ナトとマグローは動物愛護団体の連中に顔を覚えられてしまったため、しばらくは家に戻れなかった。


そして、人があまり立ち寄らないであろう田舎の方に一ヶ月ほど隠れ住む事にするようだ。




そのために今、人気の無い森の中を歩いている。



「どこへ住むのが良いかな、マグロー」

「さぁ…川の近くとかぁ?」


「うーん、その方が良い」






しばらく歩くと、なんと木に人が寄りかかって座っている。


「…遭難者か⁉︎」


ナトは その人に近づき、声をかけた。


「すみません、どうされましたか⁉︎」


「……」

↑人


↓マグロー

「もうすでに?」


「いや、まだ息はある。深い眠りについているだけのようだ。

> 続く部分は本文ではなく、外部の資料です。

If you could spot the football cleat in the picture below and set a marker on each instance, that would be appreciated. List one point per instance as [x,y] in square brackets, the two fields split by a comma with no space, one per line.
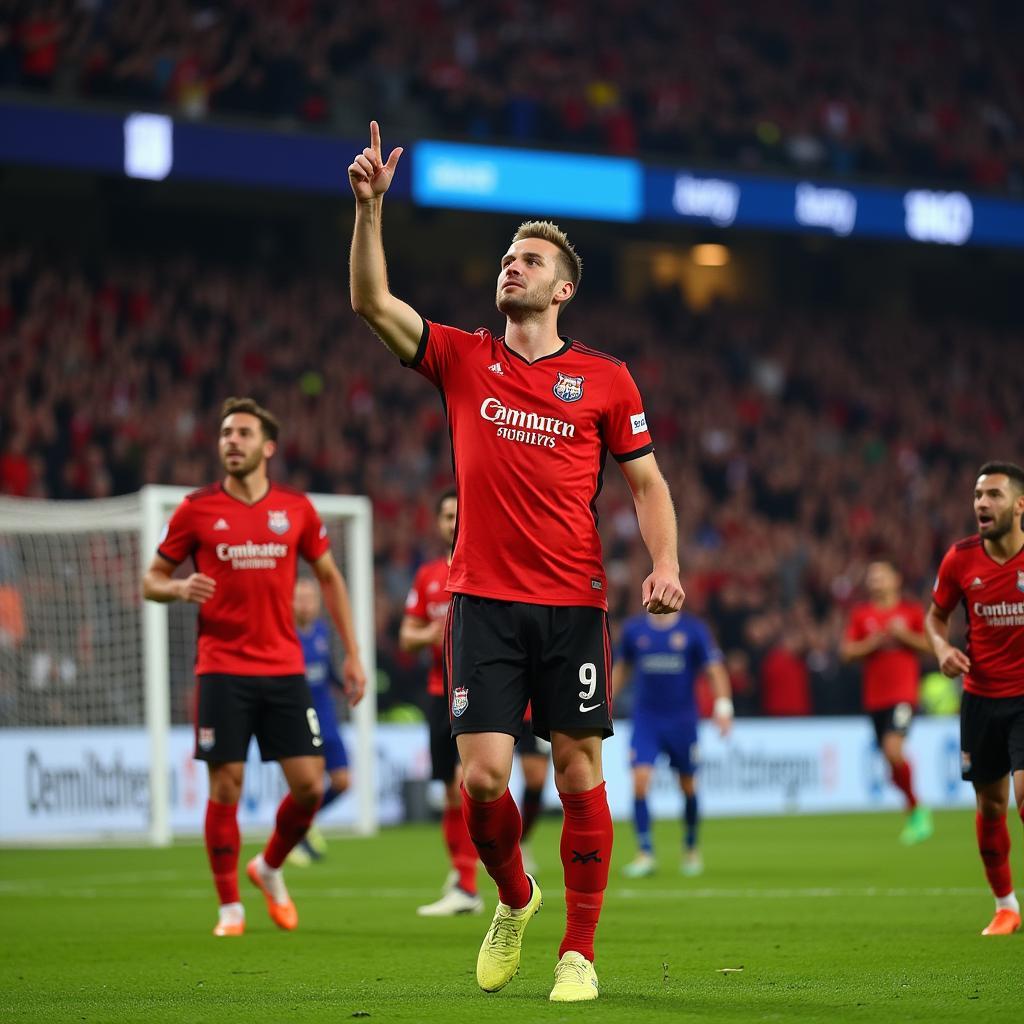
[271,884]
[641,866]
[1006,922]
[499,957]
[230,921]
[574,979]
[455,901]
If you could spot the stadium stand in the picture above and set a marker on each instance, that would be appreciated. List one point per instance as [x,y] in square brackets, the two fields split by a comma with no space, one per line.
[931,91]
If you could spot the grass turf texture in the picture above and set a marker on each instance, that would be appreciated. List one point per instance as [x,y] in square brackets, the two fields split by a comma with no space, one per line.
[829,918]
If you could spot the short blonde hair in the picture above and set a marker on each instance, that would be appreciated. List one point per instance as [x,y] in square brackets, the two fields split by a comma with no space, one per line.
[571,264]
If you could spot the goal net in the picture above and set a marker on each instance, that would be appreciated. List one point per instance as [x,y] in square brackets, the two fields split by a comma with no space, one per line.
[95,683]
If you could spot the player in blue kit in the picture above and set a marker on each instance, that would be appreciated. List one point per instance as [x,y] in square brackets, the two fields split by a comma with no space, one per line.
[665,655]
[321,675]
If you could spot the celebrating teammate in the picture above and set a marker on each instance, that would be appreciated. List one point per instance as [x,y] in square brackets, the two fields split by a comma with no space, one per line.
[423,626]
[532,416]
[665,654]
[888,633]
[986,573]
[321,675]
[244,537]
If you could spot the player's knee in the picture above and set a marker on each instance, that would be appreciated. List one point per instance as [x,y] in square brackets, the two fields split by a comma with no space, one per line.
[308,792]
[483,781]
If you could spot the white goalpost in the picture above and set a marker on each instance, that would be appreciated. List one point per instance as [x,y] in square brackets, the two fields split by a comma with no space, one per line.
[95,683]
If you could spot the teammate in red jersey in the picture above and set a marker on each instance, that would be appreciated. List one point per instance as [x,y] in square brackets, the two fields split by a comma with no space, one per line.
[532,416]
[888,633]
[985,572]
[423,626]
[244,537]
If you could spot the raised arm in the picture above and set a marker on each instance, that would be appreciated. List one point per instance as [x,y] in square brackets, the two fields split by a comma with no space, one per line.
[951,659]
[662,593]
[394,322]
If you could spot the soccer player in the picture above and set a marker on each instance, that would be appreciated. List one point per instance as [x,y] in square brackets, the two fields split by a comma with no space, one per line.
[423,626]
[887,633]
[321,675]
[531,416]
[986,573]
[244,536]
[664,655]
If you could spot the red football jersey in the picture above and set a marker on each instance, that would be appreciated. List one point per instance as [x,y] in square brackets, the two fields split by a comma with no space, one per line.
[248,627]
[529,441]
[891,672]
[993,597]
[428,599]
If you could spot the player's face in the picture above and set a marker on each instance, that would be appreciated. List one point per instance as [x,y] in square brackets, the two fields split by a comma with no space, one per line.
[881,580]
[528,280]
[243,446]
[305,602]
[996,506]
[445,519]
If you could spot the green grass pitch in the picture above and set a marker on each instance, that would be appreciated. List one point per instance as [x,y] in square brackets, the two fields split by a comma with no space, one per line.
[828,918]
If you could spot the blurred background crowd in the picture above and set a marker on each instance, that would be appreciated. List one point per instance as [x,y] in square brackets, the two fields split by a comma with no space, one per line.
[799,444]
[927,90]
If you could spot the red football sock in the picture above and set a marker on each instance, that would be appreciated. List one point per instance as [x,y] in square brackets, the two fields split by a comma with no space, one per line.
[461,850]
[586,849]
[496,826]
[293,822]
[902,779]
[222,844]
[993,844]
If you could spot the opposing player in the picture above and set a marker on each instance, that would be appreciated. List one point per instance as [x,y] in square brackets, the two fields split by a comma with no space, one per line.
[423,627]
[986,573]
[664,655]
[244,536]
[321,676]
[532,416]
[887,633]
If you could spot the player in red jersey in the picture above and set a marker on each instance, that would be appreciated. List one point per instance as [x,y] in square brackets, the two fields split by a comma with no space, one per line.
[532,416]
[244,537]
[985,572]
[888,633]
[423,626]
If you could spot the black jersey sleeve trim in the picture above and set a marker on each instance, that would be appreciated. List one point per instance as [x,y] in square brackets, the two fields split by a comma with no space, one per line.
[635,454]
[422,348]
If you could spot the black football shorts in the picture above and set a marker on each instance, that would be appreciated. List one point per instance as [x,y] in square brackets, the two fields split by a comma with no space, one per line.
[991,737]
[895,719]
[443,753]
[276,710]
[499,655]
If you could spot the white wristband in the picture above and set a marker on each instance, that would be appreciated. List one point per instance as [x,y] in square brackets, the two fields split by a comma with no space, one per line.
[723,708]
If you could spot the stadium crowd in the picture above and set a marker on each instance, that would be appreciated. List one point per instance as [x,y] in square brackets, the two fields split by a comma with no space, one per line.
[927,90]
[798,446]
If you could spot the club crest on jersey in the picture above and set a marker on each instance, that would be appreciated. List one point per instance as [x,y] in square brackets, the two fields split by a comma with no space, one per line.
[568,388]
[278,522]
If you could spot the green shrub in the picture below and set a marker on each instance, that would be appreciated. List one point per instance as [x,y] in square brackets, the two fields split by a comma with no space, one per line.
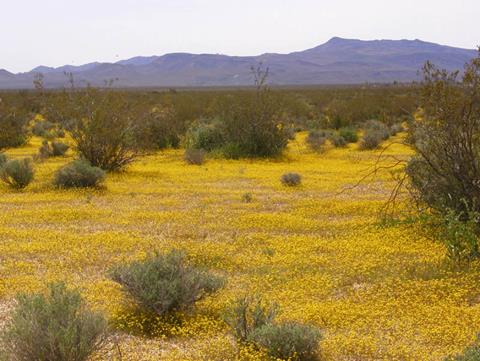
[247,314]
[460,235]
[338,141]
[194,156]
[471,353]
[79,174]
[164,283]
[59,149]
[371,139]
[206,134]
[56,326]
[3,160]
[291,179]
[445,173]
[17,173]
[349,134]
[13,127]
[316,139]
[288,341]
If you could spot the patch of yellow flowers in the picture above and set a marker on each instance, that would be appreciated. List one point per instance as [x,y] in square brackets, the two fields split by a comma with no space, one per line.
[378,293]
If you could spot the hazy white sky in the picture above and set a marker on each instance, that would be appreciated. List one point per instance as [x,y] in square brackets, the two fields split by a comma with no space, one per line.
[59,32]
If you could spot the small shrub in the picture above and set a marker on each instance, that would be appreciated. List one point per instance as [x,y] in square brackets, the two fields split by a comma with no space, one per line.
[79,174]
[194,156]
[459,233]
[316,140]
[164,283]
[3,160]
[17,173]
[349,134]
[471,353]
[59,149]
[338,141]
[288,341]
[206,134]
[247,314]
[291,179]
[396,128]
[56,326]
[247,198]
[371,139]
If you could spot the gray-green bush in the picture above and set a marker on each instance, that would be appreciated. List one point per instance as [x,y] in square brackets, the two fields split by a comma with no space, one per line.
[79,174]
[288,341]
[291,179]
[17,173]
[164,283]
[248,313]
[55,327]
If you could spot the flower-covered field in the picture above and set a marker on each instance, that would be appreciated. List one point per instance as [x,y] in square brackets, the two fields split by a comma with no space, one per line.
[378,292]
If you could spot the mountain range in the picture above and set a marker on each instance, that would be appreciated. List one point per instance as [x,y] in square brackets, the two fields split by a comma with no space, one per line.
[338,61]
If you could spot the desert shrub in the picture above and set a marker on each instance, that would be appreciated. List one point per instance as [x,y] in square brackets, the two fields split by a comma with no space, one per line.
[371,139]
[291,179]
[248,313]
[3,160]
[349,134]
[460,235]
[59,149]
[17,173]
[445,172]
[316,139]
[255,122]
[163,128]
[288,341]
[246,197]
[194,156]
[338,141]
[396,128]
[13,127]
[206,134]
[104,129]
[79,174]
[56,326]
[43,128]
[164,283]
[376,126]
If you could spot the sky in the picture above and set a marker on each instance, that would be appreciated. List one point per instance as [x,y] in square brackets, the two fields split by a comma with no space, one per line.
[59,32]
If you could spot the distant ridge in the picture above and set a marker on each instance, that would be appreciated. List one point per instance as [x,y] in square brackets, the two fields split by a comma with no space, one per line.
[338,61]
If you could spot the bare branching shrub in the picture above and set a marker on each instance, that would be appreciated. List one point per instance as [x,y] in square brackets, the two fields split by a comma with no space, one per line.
[349,134]
[163,128]
[79,174]
[164,283]
[105,129]
[17,173]
[445,173]
[56,326]
[13,127]
[291,179]
[247,314]
[288,341]
[194,156]
[316,139]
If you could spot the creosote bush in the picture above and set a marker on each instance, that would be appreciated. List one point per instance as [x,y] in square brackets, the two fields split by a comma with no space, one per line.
[56,326]
[349,134]
[165,283]
[248,313]
[291,179]
[17,173]
[79,174]
[194,156]
[288,341]
[445,172]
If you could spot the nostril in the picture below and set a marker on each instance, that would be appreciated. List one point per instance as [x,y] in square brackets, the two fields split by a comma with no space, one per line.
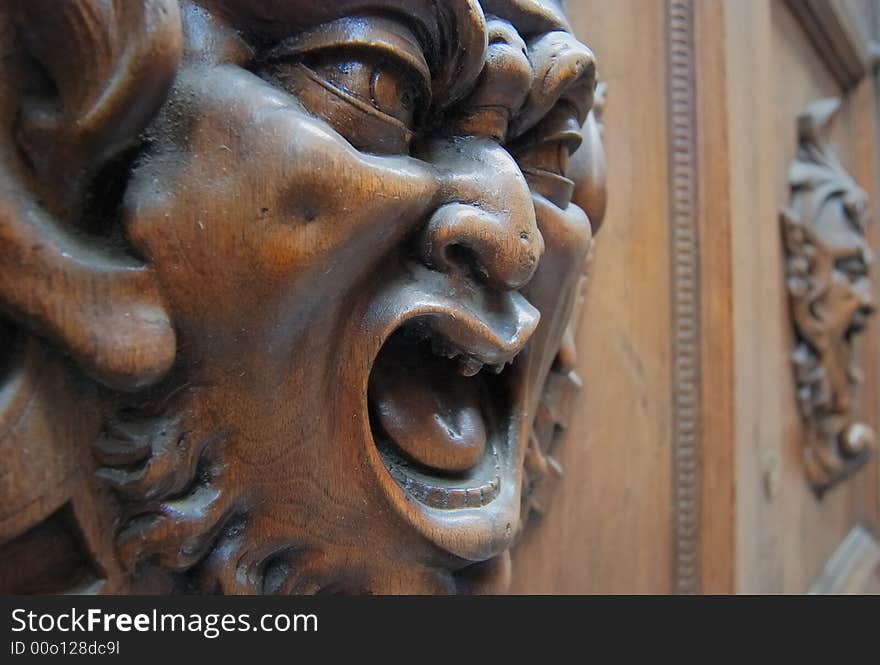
[465,259]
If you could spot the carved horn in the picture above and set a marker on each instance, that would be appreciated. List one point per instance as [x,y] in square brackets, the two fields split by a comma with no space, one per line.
[107,66]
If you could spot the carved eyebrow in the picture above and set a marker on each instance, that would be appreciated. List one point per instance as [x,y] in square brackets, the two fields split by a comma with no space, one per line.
[375,33]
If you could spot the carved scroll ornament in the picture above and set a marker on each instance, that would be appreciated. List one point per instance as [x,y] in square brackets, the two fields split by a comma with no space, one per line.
[827,262]
[285,286]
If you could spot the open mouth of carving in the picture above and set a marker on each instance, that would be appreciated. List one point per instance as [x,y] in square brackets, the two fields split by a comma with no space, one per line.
[440,414]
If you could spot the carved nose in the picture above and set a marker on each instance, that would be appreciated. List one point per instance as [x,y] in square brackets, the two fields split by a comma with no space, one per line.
[464,237]
[487,224]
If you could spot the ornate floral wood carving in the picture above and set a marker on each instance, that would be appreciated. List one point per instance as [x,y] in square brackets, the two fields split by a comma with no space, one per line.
[827,262]
[286,286]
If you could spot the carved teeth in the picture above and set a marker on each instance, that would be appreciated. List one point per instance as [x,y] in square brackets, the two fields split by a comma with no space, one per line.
[469,366]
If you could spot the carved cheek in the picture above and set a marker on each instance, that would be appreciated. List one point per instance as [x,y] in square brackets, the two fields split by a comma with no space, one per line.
[567,237]
[270,193]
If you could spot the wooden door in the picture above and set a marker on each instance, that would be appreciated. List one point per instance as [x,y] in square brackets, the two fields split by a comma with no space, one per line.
[685,468]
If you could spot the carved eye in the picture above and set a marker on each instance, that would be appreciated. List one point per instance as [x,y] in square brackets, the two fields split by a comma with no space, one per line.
[854,267]
[366,98]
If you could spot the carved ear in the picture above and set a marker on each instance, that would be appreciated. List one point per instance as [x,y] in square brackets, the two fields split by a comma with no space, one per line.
[99,70]
[107,65]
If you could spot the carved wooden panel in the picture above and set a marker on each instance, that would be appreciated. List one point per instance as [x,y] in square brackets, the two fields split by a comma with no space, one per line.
[286,289]
[827,263]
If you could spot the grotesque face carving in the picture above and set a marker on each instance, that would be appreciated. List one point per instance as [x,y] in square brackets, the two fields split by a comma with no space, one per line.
[830,292]
[360,257]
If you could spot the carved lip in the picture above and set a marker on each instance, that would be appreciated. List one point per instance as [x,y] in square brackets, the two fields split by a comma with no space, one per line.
[478,333]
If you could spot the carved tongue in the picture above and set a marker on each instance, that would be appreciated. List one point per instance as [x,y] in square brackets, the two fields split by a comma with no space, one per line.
[427,407]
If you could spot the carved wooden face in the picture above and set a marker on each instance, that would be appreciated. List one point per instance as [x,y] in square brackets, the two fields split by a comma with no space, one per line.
[360,226]
[827,265]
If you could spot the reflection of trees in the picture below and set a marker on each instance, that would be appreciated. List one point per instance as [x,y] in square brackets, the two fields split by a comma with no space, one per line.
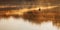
[46,15]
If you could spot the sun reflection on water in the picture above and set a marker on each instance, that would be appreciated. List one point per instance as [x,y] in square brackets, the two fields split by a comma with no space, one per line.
[19,24]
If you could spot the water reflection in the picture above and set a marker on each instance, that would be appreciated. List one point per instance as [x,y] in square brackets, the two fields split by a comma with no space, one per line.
[19,24]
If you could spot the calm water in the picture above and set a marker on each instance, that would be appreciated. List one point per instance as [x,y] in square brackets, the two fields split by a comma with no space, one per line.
[19,24]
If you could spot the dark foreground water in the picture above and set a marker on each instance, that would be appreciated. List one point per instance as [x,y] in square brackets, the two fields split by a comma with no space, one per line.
[19,24]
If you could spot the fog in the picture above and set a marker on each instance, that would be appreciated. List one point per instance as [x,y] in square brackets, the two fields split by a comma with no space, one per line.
[19,24]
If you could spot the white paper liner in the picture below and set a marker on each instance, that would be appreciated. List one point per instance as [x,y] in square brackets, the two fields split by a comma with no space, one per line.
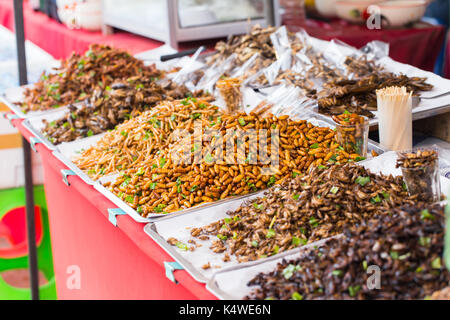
[179,226]
[67,150]
[231,283]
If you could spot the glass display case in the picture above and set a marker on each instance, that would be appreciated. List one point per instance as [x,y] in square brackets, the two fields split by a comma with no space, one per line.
[174,21]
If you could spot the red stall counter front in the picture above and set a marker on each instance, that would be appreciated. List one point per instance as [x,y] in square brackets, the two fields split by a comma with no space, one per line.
[93,259]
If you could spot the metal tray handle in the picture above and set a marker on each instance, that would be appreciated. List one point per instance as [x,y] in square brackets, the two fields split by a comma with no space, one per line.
[170,268]
[113,213]
[65,174]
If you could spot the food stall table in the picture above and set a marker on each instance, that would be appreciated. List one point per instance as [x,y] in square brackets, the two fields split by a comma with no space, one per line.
[107,261]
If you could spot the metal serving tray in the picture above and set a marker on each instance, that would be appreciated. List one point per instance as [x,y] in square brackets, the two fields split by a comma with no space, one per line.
[179,225]
[65,152]
[231,283]
[137,217]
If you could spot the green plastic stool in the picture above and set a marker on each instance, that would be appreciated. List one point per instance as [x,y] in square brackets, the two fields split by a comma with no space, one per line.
[11,199]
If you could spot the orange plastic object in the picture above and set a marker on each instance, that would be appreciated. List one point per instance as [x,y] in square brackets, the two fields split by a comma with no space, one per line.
[13,229]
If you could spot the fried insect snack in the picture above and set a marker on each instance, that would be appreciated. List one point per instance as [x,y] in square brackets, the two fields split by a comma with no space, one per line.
[420,170]
[110,107]
[352,132]
[308,208]
[405,247]
[79,75]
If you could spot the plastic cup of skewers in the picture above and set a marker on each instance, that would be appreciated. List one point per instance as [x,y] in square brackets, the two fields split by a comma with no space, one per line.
[420,170]
[352,133]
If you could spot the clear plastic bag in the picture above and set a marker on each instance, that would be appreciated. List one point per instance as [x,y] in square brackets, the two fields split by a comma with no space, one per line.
[213,74]
[280,41]
[285,100]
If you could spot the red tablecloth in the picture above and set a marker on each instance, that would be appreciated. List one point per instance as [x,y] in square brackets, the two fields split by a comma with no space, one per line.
[60,41]
[120,262]
[418,46]
[447,58]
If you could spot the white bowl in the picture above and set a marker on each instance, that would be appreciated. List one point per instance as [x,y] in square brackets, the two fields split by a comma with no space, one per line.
[326,8]
[352,10]
[401,12]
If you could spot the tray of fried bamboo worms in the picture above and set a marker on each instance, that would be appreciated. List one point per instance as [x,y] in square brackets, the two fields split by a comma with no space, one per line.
[124,202]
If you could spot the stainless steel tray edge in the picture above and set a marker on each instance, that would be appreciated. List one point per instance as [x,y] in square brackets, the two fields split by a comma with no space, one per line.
[151,230]
[83,176]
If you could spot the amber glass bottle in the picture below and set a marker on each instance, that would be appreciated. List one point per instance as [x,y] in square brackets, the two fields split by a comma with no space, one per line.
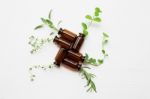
[72,64]
[68,35]
[63,43]
[60,56]
[75,56]
[78,43]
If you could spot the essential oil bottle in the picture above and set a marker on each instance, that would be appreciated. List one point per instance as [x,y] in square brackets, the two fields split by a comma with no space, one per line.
[78,43]
[68,35]
[72,64]
[75,56]
[60,56]
[63,43]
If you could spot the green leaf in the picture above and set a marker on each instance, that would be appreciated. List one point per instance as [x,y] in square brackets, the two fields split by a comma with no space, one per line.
[103,51]
[97,19]
[49,22]
[96,13]
[105,34]
[59,22]
[84,26]
[50,13]
[43,20]
[89,17]
[85,32]
[46,21]
[97,9]
[86,56]
[100,61]
[38,27]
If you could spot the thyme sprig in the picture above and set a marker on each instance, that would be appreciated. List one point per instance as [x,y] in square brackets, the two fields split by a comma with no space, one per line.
[91,19]
[48,22]
[89,78]
[37,43]
[43,67]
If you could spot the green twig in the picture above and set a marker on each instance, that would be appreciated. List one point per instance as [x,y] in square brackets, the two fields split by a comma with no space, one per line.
[89,78]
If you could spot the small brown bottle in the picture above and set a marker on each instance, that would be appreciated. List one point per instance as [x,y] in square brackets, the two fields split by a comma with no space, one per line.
[78,43]
[60,56]
[63,43]
[75,56]
[72,64]
[68,35]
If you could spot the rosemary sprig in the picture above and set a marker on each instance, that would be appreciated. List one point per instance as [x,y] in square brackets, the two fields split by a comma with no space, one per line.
[92,61]
[37,43]
[104,42]
[43,67]
[48,22]
[91,19]
[89,78]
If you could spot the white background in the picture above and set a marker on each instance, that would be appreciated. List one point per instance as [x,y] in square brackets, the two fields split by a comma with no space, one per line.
[124,75]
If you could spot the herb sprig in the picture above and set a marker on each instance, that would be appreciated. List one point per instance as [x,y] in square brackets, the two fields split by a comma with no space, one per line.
[89,78]
[48,22]
[91,19]
[37,43]
[88,59]
[43,67]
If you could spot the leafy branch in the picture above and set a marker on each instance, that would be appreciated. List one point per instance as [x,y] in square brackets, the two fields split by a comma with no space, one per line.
[89,78]
[37,43]
[48,22]
[91,19]
[43,67]
[97,62]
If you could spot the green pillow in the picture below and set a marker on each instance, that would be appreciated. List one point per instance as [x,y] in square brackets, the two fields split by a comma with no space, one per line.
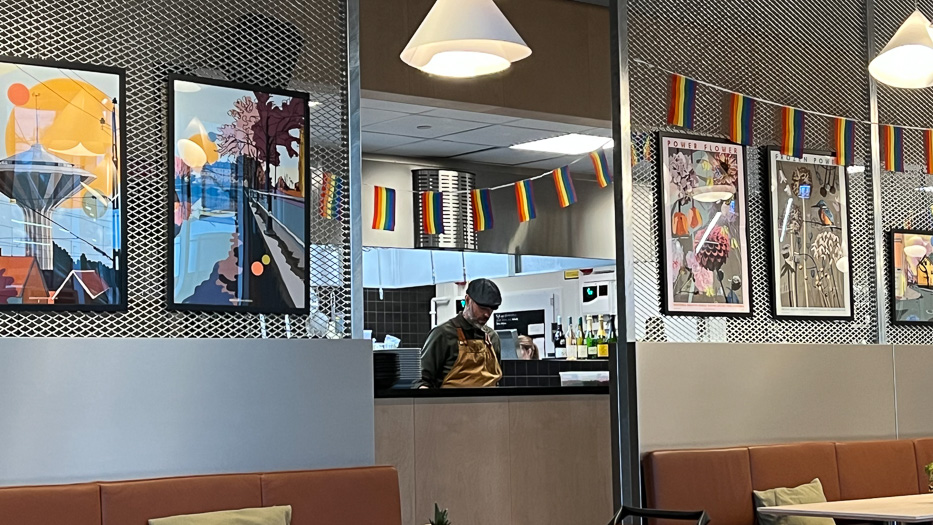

こんな森の奥で なんて無防備な…」


「どうやら彼だけじゃない みたいだよぉ」

「?」



マグローが鰭を動かして さらに森の奥を差した。


なんと大勢の人が眠っているではないか!

さらに人間だけでなく、熊や鹿などの動物までも。


「熊だ危なi…いや寝ているのか⁉︎」


「周辺の人間含む動物の大半は ここに集結されてそうだよねぇ。こんな事する奴って誰だろぉ」


「人間の仕業だとすれば、身代金などのために誘拐してきたのだろうが、中には大柄な人までいるし、そういう事をする人こそリスクが多いから避けると思う。それに熊や鹿を連れてくる必要は無いはず。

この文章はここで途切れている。